In 2010, Decatur passed a referendum adopting a council-manager form of government, with two at-large districts for the city council and three single-member ones. The catch was that the new plan would eliminate the city’s only majority-black district. In 2011, the city submitted the change for federal approval under Section 5. After DOJ requested more information, Decatur withdrew its submission. The new plan seemed dead. But following the Shelby decision, the new system is set to go into effect. (It’s now being challenged in court by voting rights lawyers in Alabama.) As a result, the city’s lone black councilman, Billy Jackson, may soon be out of a job.
Despite these developments, new legislation to update Section 4 is stalled in Congress. Few Republicans — including the 57 House Republicans who voted for the VRA’s overwhelming reauthorization in 2006 and are still serving — are willing to support it. Eric Cantor, whose backing would have been critical to the bill’s passage, will soon be leaving Congress.
Cantor was one of three Republicans who traveled with John Lewis and David Goodman on a congressional pilgrimage to Mississippi in March to commemorate the fiftieth anniversary of Freedom Summer. “He was very moved by the story of Goodman, Chaney and Schwerner,” Goodman said. Cantor told Goodman: “This voting issue is not a partisan issue.” It didn’t used to be, but now it is.

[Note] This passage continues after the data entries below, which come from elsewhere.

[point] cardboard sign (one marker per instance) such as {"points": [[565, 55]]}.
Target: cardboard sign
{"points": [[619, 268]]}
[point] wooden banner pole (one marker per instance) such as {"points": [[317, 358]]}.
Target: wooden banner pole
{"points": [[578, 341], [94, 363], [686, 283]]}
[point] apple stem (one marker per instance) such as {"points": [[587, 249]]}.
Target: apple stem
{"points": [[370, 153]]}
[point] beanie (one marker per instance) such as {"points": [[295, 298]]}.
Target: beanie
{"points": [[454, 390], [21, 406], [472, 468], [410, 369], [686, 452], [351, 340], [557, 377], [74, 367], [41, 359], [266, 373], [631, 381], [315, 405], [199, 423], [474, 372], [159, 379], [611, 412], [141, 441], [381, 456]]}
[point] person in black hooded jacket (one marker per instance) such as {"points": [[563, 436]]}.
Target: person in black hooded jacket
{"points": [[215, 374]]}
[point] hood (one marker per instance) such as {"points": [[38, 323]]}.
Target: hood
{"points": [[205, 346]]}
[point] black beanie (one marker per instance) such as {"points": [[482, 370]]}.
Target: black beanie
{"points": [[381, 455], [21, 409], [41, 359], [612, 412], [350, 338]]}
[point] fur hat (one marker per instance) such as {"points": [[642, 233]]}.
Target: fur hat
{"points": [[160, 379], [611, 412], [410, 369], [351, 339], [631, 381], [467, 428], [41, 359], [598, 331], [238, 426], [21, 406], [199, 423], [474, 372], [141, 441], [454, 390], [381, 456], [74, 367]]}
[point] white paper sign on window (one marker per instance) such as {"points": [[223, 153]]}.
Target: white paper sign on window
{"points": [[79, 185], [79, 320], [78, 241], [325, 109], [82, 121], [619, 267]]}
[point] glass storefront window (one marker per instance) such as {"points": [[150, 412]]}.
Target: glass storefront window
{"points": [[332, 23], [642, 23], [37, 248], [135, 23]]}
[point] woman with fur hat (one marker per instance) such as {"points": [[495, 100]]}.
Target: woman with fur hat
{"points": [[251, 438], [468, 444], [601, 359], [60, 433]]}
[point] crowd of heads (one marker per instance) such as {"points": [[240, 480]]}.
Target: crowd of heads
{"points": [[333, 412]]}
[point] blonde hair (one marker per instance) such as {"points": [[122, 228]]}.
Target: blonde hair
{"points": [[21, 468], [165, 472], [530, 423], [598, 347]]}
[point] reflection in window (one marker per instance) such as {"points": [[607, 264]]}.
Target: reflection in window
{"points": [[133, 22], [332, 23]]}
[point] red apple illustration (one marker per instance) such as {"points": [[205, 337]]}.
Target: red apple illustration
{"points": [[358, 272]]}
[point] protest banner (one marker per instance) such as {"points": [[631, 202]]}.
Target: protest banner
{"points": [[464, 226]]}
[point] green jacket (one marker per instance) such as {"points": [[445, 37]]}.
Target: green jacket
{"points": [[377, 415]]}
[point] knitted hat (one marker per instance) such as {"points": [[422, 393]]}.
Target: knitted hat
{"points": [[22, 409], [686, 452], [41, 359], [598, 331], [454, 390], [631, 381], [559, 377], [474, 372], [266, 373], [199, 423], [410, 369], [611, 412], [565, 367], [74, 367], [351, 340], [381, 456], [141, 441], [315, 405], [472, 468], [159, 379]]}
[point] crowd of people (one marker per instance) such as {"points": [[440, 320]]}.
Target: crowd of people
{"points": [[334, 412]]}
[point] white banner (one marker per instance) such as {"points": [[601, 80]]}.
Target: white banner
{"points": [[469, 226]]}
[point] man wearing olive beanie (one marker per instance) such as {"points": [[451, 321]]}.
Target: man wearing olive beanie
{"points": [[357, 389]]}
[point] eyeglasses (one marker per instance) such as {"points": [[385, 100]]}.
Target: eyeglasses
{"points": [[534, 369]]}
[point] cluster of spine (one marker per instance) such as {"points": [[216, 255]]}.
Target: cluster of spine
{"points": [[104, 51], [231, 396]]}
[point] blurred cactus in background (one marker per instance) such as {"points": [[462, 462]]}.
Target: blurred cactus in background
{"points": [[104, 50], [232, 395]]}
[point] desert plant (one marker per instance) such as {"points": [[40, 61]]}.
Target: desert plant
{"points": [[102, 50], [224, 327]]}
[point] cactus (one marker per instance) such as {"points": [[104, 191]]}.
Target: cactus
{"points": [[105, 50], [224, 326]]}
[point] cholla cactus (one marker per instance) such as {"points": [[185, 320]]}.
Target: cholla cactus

On Wednesday, the Senate Judiciary Committee will hold a hearing on the Voting Rights Amendment Act of 2014. No hearing is currently scheduled in the House. House Judiciary Chairman Bob Goodlatte is said to believe that a remedy for the Supreme Court’s decision is not needed. Past history and present circumstances suggest otherwise.
The views expressed in this post are the author’s alone, and presented here to offer a variety of perspectives to our readers.